1. This site uses cookies. By continuing to use this site, you are agreeing to our use of cookies. Learn More.

SDK - GetLine and redirected stdin

Discussion in 'Support' started by p.f.moore, Jul 5, 2008.

  1. p.f.moore

    Joined:
    May 30, 2008
    Messages:
    122
    Likes Received:
    1
    I'm writing a plugin which needs to read from standard input. The
    GetLine function in the SDK seems appropriate, but I'm having some
    trouble using it.

    I have a callback routine, which gets called in a loop from a library
    API. The callback does

    HANDLE in = GetStdHandle(STD_INPUT_HANDLE);
    ...
    GetLine(in, ...)

    By tracing the function calls, it seems to me that every time the
    GetLine function is called, it starts again from the beginning of
    standard input. This only seems to happen when stdin is redirected
    from a file, like

    plugin /L MyPlugin
    myplugincmd <f

    It does *not* happen in the case

    echo some text | (plugin /L MyPlugin & myplugincmd & plugin /U MyPlugin)

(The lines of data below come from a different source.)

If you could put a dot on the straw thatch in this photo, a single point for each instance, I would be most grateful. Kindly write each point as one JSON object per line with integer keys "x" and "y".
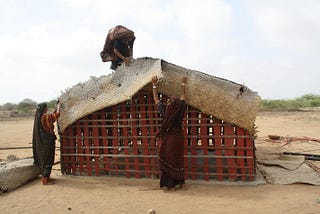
{"x": 226, "y": 100}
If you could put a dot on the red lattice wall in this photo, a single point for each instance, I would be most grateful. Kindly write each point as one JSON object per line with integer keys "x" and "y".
{"x": 119, "y": 140}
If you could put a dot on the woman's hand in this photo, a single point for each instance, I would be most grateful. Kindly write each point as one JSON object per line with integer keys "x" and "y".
{"x": 184, "y": 80}
{"x": 154, "y": 80}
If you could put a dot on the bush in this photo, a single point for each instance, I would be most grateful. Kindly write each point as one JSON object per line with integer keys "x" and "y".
{"x": 308, "y": 100}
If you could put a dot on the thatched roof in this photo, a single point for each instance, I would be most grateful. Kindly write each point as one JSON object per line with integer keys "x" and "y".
{"x": 211, "y": 95}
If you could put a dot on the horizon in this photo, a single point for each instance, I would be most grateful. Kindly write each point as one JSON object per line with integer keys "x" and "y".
{"x": 271, "y": 47}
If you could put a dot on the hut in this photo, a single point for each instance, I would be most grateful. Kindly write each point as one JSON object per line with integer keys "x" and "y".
{"x": 107, "y": 124}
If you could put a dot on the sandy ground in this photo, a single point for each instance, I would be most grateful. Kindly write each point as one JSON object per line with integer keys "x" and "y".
{"x": 72, "y": 194}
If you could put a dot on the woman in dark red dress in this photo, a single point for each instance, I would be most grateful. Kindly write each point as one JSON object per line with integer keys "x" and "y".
{"x": 171, "y": 154}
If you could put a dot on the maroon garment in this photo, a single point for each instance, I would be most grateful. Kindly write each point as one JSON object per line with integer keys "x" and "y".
{"x": 171, "y": 152}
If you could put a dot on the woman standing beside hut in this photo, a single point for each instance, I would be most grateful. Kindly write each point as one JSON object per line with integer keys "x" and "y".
{"x": 43, "y": 141}
{"x": 171, "y": 154}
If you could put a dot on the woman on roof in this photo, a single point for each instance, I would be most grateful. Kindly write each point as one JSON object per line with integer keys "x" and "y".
{"x": 171, "y": 154}
{"x": 43, "y": 140}
{"x": 118, "y": 46}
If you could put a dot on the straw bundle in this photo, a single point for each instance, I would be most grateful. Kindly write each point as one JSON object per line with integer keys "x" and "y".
{"x": 221, "y": 98}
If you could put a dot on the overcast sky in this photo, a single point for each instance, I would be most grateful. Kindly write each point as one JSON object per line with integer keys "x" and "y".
{"x": 271, "y": 46}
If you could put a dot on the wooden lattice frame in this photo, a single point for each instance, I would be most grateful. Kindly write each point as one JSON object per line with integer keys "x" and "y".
{"x": 119, "y": 140}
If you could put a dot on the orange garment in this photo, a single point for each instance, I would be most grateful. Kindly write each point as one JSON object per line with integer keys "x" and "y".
{"x": 47, "y": 121}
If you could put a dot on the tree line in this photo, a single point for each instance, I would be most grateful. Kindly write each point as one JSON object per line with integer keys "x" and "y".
{"x": 27, "y": 106}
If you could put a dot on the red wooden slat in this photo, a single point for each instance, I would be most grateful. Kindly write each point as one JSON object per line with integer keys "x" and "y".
{"x": 194, "y": 141}
{"x": 144, "y": 132}
{"x": 186, "y": 140}
{"x": 95, "y": 141}
{"x": 230, "y": 152}
{"x": 250, "y": 157}
{"x": 105, "y": 143}
{"x": 125, "y": 133}
{"x": 134, "y": 139}
{"x": 115, "y": 140}
{"x": 87, "y": 144}
{"x": 219, "y": 148}
{"x": 64, "y": 142}
{"x": 241, "y": 153}
{"x": 152, "y": 146}
{"x": 79, "y": 145}
{"x": 204, "y": 145}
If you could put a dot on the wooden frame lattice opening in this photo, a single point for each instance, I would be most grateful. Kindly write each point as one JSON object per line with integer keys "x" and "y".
{"x": 120, "y": 141}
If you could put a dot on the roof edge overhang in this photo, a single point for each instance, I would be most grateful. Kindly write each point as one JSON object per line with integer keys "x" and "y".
{"x": 212, "y": 95}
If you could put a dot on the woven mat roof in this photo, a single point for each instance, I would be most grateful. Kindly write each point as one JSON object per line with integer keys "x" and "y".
{"x": 211, "y": 95}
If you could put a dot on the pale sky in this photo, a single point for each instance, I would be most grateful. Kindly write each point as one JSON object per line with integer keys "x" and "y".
{"x": 271, "y": 46}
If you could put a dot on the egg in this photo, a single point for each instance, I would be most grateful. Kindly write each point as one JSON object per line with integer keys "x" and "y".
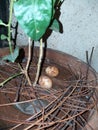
{"x": 52, "y": 71}
{"x": 45, "y": 82}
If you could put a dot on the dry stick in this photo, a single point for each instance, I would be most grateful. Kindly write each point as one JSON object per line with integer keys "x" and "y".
{"x": 25, "y": 71}
{"x": 39, "y": 63}
{"x": 31, "y": 116}
{"x": 51, "y": 111}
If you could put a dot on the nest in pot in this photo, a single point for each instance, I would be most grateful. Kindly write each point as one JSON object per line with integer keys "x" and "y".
{"x": 65, "y": 106}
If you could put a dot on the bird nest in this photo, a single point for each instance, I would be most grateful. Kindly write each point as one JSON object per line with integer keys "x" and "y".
{"x": 66, "y": 106}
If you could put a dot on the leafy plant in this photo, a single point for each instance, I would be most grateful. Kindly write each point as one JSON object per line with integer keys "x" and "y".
{"x": 35, "y": 17}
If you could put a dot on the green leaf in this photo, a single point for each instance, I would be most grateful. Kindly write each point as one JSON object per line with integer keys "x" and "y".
{"x": 12, "y": 57}
{"x": 2, "y": 23}
{"x": 3, "y": 37}
{"x": 34, "y": 16}
{"x": 55, "y": 25}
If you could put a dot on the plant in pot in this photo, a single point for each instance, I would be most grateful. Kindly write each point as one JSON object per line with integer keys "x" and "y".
{"x": 48, "y": 106}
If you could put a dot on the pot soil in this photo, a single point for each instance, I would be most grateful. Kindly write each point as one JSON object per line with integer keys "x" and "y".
{"x": 66, "y": 106}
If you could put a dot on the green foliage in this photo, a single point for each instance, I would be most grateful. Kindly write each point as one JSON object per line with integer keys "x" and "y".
{"x": 55, "y": 26}
{"x": 12, "y": 57}
{"x": 3, "y": 24}
{"x": 3, "y": 37}
{"x": 34, "y": 16}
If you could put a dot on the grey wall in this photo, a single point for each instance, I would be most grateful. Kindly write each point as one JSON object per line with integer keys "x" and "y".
{"x": 80, "y": 30}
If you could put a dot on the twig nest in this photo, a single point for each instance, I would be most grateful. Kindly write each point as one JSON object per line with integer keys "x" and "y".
{"x": 52, "y": 71}
{"x": 45, "y": 82}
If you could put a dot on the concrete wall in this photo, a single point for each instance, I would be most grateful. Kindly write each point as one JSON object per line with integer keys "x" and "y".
{"x": 80, "y": 30}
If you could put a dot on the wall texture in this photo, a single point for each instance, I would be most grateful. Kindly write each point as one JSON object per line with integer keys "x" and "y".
{"x": 80, "y": 30}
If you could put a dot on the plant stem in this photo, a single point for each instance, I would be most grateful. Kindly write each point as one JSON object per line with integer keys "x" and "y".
{"x": 29, "y": 54}
{"x": 9, "y": 24}
{"x": 8, "y": 79}
{"x": 39, "y": 63}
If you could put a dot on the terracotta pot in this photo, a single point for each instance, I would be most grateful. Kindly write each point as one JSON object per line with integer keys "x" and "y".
{"x": 70, "y": 68}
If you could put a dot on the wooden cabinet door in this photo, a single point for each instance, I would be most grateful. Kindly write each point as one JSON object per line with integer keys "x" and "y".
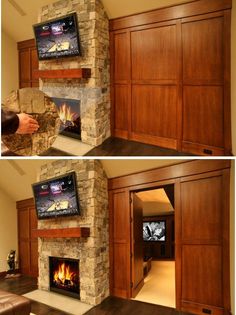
{"x": 28, "y": 246}
{"x": 204, "y": 102}
{"x": 137, "y": 245}
{"x": 202, "y": 260}
{"x": 120, "y": 245}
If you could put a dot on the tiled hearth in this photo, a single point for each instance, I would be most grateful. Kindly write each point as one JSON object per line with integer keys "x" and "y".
{"x": 93, "y": 93}
{"x": 92, "y": 252}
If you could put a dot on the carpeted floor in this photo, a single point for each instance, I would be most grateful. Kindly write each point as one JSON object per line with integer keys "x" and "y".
{"x": 62, "y": 303}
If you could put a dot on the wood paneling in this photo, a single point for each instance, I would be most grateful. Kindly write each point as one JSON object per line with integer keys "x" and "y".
{"x": 175, "y": 66}
{"x": 201, "y": 191}
{"x": 151, "y": 106}
{"x": 203, "y": 50}
{"x": 202, "y": 280}
{"x": 203, "y": 115}
{"x": 196, "y": 197}
{"x": 154, "y": 53}
{"x": 28, "y": 243}
{"x": 169, "y": 13}
{"x": 120, "y": 244}
{"x": 121, "y": 107}
{"x": 121, "y": 55}
{"x": 137, "y": 245}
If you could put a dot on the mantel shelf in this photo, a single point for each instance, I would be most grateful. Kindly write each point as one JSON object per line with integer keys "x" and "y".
{"x": 81, "y": 73}
{"x": 62, "y": 233}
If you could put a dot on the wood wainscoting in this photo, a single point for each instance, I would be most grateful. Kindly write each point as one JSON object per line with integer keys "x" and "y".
{"x": 201, "y": 192}
{"x": 170, "y": 77}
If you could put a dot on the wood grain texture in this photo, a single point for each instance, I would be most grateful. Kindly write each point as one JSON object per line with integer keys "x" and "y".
{"x": 154, "y": 48}
{"x": 169, "y": 172}
{"x": 169, "y": 13}
{"x": 63, "y": 73}
{"x": 203, "y": 115}
{"x": 203, "y": 50}
{"x": 151, "y": 106}
{"x": 182, "y": 46}
{"x": 62, "y": 233}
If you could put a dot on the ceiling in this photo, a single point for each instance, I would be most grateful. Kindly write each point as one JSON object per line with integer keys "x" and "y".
{"x": 18, "y": 16}
{"x": 18, "y": 175}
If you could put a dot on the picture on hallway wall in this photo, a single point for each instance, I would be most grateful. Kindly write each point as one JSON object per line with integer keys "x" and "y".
{"x": 154, "y": 231}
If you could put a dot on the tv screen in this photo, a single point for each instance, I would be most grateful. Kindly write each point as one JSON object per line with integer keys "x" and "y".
{"x": 57, "y": 38}
{"x": 154, "y": 231}
{"x": 56, "y": 197}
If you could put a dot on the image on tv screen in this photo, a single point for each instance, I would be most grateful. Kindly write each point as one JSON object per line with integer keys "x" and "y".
{"x": 154, "y": 231}
{"x": 56, "y": 197}
{"x": 57, "y": 38}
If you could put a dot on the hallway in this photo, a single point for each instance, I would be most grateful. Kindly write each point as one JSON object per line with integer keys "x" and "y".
{"x": 159, "y": 285}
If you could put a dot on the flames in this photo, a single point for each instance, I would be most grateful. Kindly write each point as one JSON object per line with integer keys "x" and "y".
{"x": 64, "y": 275}
{"x": 66, "y": 115}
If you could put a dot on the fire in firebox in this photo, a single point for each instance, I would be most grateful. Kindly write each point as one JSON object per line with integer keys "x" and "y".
{"x": 64, "y": 276}
{"x": 69, "y": 113}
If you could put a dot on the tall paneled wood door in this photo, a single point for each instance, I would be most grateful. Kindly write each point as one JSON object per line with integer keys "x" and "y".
{"x": 202, "y": 244}
{"x": 120, "y": 243}
{"x": 28, "y": 245}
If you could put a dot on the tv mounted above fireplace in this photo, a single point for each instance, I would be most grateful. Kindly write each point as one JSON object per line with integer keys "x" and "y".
{"x": 57, "y": 38}
{"x": 56, "y": 197}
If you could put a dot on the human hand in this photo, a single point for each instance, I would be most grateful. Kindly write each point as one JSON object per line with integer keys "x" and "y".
{"x": 27, "y": 125}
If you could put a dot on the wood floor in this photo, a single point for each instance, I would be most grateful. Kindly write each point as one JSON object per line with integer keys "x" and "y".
{"x": 111, "y": 306}
{"x": 121, "y": 147}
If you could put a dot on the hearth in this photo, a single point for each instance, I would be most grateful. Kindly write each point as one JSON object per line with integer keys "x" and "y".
{"x": 69, "y": 113}
{"x": 64, "y": 276}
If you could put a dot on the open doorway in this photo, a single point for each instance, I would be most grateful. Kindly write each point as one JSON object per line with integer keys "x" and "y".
{"x": 153, "y": 252}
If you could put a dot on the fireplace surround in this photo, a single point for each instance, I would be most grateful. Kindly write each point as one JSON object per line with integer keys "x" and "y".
{"x": 64, "y": 276}
{"x": 92, "y": 250}
{"x": 93, "y": 93}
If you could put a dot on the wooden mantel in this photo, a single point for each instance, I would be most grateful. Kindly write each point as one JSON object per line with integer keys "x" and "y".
{"x": 62, "y": 233}
{"x": 81, "y": 73}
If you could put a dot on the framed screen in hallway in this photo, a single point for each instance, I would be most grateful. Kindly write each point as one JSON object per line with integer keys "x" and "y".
{"x": 154, "y": 231}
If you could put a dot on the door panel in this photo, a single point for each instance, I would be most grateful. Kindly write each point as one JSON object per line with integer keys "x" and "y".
{"x": 154, "y": 53}
{"x": 121, "y": 50}
{"x": 203, "y": 115}
{"x": 121, "y": 107}
{"x": 137, "y": 246}
{"x": 197, "y": 197}
{"x": 120, "y": 243}
{"x": 151, "y": 106}
{"x": 202, "y": 274}
{"x": 202, "y": 244}
{"x": 203, "y": 50}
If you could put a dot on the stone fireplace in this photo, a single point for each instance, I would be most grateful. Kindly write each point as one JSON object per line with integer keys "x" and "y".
{"x": 64, "y": 276}
{"x": 92, "y": 252}
{"x": 70, "y": 118}
{"x": 93, "y": 93}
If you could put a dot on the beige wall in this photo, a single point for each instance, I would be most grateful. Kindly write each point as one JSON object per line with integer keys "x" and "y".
{"x": 233, "y": 76}
{"x": 9, "y": 65}
{"x": 8, "y": 228}
{"x": 232, "y": 235}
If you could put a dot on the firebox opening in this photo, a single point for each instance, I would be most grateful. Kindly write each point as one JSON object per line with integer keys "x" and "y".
{"x": 69, "y": 113}
{"x": 64, "y": 276}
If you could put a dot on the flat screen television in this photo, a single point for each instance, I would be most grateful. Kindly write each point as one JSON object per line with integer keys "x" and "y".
{"x": 56, "y": 197}
{"x": 154, "y": 231}
{"x": 57, "y": 38}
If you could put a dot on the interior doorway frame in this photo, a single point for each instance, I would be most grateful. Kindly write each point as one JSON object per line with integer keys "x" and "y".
{"x": 146, "y": 187}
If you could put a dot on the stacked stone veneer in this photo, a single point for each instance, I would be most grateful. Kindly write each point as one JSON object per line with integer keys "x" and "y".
{"x": 93, "y": 251}
{"x": 94, "y": 93}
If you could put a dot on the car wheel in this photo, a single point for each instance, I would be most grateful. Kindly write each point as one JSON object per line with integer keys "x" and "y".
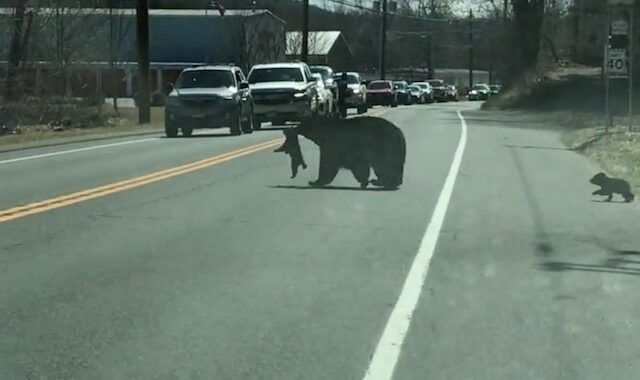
{"x": 170, "y": 130}
{"x": 247, "y": 125}
{"x": 257, "y": 123}
{"x": 187, "y": 131}
{"x": 236, "y": 126}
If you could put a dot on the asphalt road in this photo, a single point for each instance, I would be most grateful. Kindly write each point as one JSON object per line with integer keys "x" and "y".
{"x": 233, "y": 270}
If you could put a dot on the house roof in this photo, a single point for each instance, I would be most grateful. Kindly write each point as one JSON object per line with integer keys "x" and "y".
{"x": 320, "y": 42}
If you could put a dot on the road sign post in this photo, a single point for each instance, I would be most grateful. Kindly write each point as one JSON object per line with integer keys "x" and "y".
{"x": 618, "y": 57}
{"x": 631, "y": 69}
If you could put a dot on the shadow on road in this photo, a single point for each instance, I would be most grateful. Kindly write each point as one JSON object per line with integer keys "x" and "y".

    What's the issue here? And how should I use GetLine to be robust when
    called with a redirected file as input?

    Thanks,
    Paul.
     
  2. thomasl

    Joined:
    Jun 10, 2008
    Messages:
    35
    Likes Received:
    0
    "p.f.moore" <> wrote:

    GetLine() is a can of worms.

    Having said that, I ran into the same problem and found the culprit to
    be a call to QueryIsFileUnicode() which was also in the loop. Move this
    out of the loop and it should work. At least it did so for me.

    --
    cheers thomasl

    web: http://thomaslauer.com/start
     
  3. vefatica

    Joined:
    May 20, 2008
    Messages:
    8,129
    Likes Received:
    33
    On Sat, 05 Jul 2008 10:16:02 -0500, you wrote:


    My GREPP uses either of two utility routines, one uses GetLine() the other uses
    fgetws(). When I switch to the GetLine() routune I see that it doesn't work
    with redirected input. I don't know why. Maybe Rex will chime in. But
    GetLine() is very slow, reading a byte at a time, according to Rex, to
    facilitate pipes. My other, much faster, routine looks like this (without all
    the Oniguruma stuff).

    INT GetEm(HANDLE hFile, WCHAR *pszRegEx, BOOL bCase, BOOL bReverse, BOOL bQuiet)
    {
    // Onig stuff

    INT rc = 0;
    WCHAR buf[8192];
    BOOL bUnicode = QueryIsFileUnicode(hFile);
    INT hCrt = _open_osfhandle((long) hFile, bUnicode ? _O_BINARY : _O_TEXT);
    FILE *hf = _fdopen( hCrt, bUnicode ? "rb" : "r" );

    // Onig stuff
    // bInterrupt may be set by a temporary console ctrl handler

    while ( !bInterrupt && !feof(hf) && fgetws((WCHAR*)buf, 8192, hf) )
    {
    // Onig stuff and set rc
    }

    byebye :
    fclose(hf);
    _close(hCrt);
    return rc;
    }

    This approach does work with redirected input:

    v:\> grepp reset alterping.btm
    :reset
    if "%signal" EQ "r" goto reset

    v:\> grepp reset < alterping.btm
    :reset
    if "%signal" EQ "r" goto reset
     
  4. p.f.moore

    Joined:
    May 30, 2008
    Messages:
    122
    Likes Received:
    1
    2008/7/5 thomasl <>:


    Too right! :-)


    It did indeed. That fixed the problem. Thanks for the suggestion.
    Paul.
     
  5. p.f.moore

    Joined:
    May 30, 2008
    Messages:
    122
    Likes Received:
    1
    2008/7/5 vefatica <>:

    See Thomas' comment - maybe it's related to QueryIsFileUnicode?


    [...]

    Yes, I had an attempt at using ReadFile directly, it was much easier -
    but I had no idea in that case how to support both Unicode and ANSI
    stdin. I may go back to that approach, and try again, as although the
    speed isn't a huge issue here, the code was a lot simpler.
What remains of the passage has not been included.